Además, Páez es la dueña -accionista mayoritaria– y presidenta de Kopar S.A., una de las constructoras de obra pública más importantes de la Ciudad de Buenos. Con todo un expertise en obras de infraestructura, especialmente en villas y barrios de emergencia, Kopar le facturará este año más de cincuenta millones al Estado porteño, a pesar de que es sabido que ha dejado varias obras sin finalizar y a más de 200 empleados sin trabajo. Sin embargo, en la asamblea de Raíces, Páez se presenta a sí misma como comerciante, con domicilio en Aquino 5863, Villa Lugano, barrio en el cual nació y vivió siempre.

 

 

El otro personaje clave para que Raíces se quede con el predio y que también aparece en su video institucional, es Sahonero, joven pero experto puntero del PRO que nació y milita en la Villa 20 de Lugano. En los inicios de su carrera política hablaba de “erradicar las villas”, mientras que hoy busca votos en ellas, en algunos casos, prometiendo soluciones de fondo y en otros, ejerciendo el más puro asistencialismo.
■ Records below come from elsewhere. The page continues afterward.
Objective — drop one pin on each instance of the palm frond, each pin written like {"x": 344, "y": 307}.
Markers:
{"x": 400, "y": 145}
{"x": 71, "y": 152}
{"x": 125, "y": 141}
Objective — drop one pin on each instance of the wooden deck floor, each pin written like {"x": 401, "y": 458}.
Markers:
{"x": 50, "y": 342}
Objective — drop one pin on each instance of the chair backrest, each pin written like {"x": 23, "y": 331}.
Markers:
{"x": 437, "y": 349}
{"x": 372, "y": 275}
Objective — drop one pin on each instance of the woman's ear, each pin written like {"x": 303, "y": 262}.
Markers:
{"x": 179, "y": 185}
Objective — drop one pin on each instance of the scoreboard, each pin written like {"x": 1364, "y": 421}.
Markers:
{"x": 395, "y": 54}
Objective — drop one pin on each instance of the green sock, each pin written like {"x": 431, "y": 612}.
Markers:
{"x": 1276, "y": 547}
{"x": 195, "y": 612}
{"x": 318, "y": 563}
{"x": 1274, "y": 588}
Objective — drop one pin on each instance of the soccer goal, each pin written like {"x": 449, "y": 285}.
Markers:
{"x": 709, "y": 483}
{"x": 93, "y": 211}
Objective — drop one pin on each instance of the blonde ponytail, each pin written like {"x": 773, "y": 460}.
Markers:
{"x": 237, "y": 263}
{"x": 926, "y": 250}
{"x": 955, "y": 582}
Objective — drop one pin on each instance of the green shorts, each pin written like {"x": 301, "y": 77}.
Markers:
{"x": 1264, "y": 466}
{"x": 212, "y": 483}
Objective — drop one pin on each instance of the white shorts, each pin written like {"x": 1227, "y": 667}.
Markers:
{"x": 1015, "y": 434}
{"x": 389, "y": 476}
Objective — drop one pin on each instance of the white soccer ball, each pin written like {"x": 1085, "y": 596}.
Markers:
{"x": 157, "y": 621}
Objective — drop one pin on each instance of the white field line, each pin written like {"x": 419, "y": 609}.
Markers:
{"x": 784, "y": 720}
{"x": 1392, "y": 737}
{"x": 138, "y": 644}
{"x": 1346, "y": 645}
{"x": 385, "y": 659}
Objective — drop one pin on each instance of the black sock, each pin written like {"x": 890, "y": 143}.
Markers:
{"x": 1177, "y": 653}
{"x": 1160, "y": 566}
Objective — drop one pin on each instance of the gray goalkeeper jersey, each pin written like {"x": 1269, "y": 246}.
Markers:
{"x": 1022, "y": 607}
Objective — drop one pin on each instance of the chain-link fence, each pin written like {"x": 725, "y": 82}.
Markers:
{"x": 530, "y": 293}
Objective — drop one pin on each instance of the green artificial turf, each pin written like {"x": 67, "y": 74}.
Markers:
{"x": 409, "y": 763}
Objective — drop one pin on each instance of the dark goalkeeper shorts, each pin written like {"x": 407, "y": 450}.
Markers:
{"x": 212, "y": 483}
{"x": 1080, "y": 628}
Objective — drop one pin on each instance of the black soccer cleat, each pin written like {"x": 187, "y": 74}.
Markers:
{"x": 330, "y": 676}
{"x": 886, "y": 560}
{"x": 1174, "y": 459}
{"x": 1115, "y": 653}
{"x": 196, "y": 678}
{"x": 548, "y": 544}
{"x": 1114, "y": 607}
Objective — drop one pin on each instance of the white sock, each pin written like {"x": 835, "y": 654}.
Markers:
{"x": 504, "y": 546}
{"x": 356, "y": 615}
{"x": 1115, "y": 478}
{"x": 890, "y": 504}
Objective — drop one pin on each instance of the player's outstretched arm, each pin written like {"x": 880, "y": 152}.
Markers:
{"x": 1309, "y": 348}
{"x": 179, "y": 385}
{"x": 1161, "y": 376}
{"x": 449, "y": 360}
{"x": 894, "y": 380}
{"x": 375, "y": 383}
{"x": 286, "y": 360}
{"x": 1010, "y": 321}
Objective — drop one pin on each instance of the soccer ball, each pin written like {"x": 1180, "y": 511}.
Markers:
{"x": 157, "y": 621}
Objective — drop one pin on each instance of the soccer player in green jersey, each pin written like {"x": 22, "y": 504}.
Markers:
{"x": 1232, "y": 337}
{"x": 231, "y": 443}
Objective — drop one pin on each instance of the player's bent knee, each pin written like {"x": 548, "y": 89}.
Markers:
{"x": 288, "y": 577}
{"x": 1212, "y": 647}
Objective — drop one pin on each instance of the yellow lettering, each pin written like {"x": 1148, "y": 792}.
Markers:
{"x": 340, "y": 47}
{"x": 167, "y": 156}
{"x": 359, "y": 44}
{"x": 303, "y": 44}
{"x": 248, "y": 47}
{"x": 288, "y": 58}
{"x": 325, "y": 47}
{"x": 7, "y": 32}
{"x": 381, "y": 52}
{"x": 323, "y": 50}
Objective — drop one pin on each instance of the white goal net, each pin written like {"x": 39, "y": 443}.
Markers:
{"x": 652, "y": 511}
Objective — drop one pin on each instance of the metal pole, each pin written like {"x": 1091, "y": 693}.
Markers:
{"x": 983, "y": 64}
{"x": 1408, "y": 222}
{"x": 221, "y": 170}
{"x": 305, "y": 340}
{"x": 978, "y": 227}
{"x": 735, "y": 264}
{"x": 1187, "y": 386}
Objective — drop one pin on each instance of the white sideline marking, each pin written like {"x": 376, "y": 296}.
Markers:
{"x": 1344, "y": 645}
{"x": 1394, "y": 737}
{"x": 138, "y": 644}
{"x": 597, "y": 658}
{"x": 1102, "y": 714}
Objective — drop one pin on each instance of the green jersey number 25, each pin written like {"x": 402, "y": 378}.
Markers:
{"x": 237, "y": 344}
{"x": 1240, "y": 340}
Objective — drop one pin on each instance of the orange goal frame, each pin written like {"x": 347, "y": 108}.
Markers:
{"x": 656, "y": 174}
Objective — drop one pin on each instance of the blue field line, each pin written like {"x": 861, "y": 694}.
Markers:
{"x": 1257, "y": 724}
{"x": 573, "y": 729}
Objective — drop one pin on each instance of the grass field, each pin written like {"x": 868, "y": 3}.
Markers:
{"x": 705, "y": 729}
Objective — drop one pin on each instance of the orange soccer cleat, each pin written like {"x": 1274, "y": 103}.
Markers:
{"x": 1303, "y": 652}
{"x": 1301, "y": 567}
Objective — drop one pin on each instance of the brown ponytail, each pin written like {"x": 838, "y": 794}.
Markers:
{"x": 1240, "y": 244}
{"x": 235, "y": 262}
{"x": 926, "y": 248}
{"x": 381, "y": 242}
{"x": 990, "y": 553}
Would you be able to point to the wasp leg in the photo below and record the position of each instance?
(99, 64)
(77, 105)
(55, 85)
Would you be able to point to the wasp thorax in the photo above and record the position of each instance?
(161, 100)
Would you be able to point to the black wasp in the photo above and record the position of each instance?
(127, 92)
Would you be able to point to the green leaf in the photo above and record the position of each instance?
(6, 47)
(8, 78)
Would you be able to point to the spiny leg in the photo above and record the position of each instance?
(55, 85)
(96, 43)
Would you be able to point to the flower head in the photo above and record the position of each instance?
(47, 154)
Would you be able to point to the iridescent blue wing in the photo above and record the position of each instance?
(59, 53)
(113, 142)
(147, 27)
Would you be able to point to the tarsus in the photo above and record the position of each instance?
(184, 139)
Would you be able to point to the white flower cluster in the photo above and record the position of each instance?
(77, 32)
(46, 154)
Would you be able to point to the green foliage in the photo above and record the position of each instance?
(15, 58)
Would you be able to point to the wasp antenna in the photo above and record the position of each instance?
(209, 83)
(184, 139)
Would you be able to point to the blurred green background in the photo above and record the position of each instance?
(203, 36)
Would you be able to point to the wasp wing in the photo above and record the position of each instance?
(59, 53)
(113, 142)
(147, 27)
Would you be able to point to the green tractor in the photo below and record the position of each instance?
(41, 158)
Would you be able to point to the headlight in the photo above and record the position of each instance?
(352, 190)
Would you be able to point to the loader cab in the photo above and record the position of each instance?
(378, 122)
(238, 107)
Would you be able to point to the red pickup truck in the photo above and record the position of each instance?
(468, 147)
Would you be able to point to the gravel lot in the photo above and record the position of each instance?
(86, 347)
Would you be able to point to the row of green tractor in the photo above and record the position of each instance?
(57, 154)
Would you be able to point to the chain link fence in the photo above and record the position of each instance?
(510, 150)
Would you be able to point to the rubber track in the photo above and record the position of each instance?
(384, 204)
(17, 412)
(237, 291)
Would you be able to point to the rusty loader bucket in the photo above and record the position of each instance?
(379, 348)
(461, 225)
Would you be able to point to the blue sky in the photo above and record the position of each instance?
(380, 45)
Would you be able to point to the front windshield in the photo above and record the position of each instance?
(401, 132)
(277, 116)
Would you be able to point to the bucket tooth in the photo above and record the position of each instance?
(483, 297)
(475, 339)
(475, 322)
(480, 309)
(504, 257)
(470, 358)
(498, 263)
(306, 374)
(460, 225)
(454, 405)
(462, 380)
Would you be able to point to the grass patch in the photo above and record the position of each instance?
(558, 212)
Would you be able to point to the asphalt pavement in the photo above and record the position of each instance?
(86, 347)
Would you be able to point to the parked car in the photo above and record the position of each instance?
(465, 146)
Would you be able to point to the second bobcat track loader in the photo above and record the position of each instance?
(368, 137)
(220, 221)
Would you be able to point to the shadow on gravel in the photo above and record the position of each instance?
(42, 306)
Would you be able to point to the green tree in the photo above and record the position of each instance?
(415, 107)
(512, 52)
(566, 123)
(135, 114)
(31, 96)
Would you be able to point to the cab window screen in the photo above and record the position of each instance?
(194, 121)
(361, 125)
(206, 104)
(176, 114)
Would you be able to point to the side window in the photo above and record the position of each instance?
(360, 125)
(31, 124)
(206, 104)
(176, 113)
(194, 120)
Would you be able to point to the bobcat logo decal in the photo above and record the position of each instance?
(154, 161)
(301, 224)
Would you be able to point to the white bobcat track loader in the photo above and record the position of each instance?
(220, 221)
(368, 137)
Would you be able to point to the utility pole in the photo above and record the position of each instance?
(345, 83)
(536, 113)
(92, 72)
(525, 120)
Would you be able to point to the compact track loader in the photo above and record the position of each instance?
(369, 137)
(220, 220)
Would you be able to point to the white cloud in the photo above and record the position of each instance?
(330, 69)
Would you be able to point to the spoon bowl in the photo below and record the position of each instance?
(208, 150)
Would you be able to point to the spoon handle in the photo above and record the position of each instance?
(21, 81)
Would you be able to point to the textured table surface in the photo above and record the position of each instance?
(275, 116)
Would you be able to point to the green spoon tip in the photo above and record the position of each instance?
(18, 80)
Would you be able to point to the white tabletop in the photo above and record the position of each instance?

Sahonero, a quien el titular juez Roberto Gallardo, titular del juzgado en los Contencioso Administrativo y Tributario 2, está investigando, tiene como referentes políticos a Horacio Rodríguez Larreta y María Eugenia Vidal, con quien trabajó cuando era ministra de Desarrollo Social de la ciudad. Con esas definiciones que antes ganaban elecciones, Sahonero dijo de sí mismo: “Soy un ciudadano racional que, si llega a fin de mes, la plusvalía ponela donde quieras. Llamala Lenin, Marx, Perón o Mauricio. La gente no vive de ideas, nosotros somos pragmáticos”.

 


Por último, también Maquieyra, de la joven guardia de Larreta, fue clave para el crecimiento inmobiliario de Raíces. Como presidente del IVC aceptó que un predio de un cuarto de manzana, ubicado en una zona rica de Lugano, se destinara a un fin que no aparece claro. Pero que, según el criterio de Maquieyra y Sahonero, sería más importante que viviendas o dos escuelas y realizable por una ONG de la que poco se sabe de sus acciones por Villa Lugano y con apenas siete socios.

Todo ello, sin contar otro aspecto del favor que le hicieron a Raíces. Con un poco de buena voluntad y algunas dosis de argumentos legales, no se sabe si bien trabajados, el hecho de que el presidente del IVC haya aceptado ceder un terreno valioso a otros fines podría ser tipificado como incumplimiento de los deberes de funcionario público. Eso, sin embargo, es el largo plazo. En el corto, Raíces, gracias a las buenas artes de la empresaria Páez, el legislador Sahonero y el funcionario Maquieyra, hace uso y disfrute de un predio por el cual no pagó nada.